On dut ce choix, du côté de Rome, aux lumières supérieures de M. le cardinal Consalvi, de ce prélat qui était réservé pour rendre encore à Rome et à la chrétienté, d'éminens services. Ce même parti s'opposa tant qu'il put au voyage du pape en France. Il reprit alors de l'influence par les mobiles qui seront exposés plus tard. C'est lui qui, au retour de France, fit adopter au pape cette ligue d'opposition directe qui le perdit, et d'après laquelle , sans la guerre de Russie, les funérailles de la cour de Rome étaient sonnées à jamais. C'est ce même parti, car on retrouve partout sa fatale influence, qui, au retour de sa captivité, arracha au pape la mesure menaçante pour le monde entier du rappel avorté des Jésuites; mesure qui annonçait à l'Europe la reprise d'un système éloigné de l'esprit pacifique qui appartient au pape, d'un système perturbateur, incompatible avec l'esprit du temps, et par-là même menaçant pour la tranquillité des États et la paix des esprits; car le repos des uns est inséparable de celui des autres. Heureusement la sentinelle n'était point endormie; le cardinal Consalvi veillait , et à sa voix les nouveaux assaillans du Capitole ont été dispersés.

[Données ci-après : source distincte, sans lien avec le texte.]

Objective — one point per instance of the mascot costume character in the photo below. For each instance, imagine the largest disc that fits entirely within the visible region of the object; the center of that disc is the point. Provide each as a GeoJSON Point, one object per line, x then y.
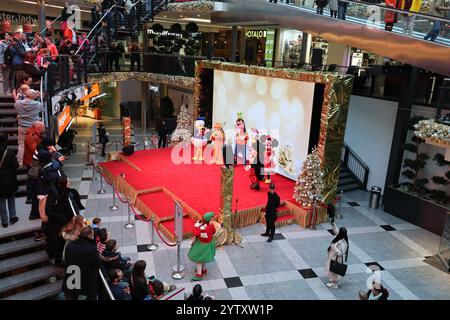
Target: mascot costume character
{"type": "Point", "coordinates": [203, 248]}
{"type": "Point", "coordinates": [269, 154]}
{"type": "Point", "coordinates": [199, 139]}
{"type": "Point", "coordinates": [218, 138]}
{"type": "Point", "coordinates": [240, 151]}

La paix est revenue sur les pas de sa compagne ordinaire, la raison. Puissent-elles

у rester long-temps au timon des affaires !

Dans tout ce qui va suivre, relativement à la cour de Rome, il faut ne pas perdre de vue les distinctions qui viennent d'être établies, pour savoir à quoi l'action se rapporte, et rendre à chacun suivant ses @uvres. Je

passe maintenant au chef même de cette Cour.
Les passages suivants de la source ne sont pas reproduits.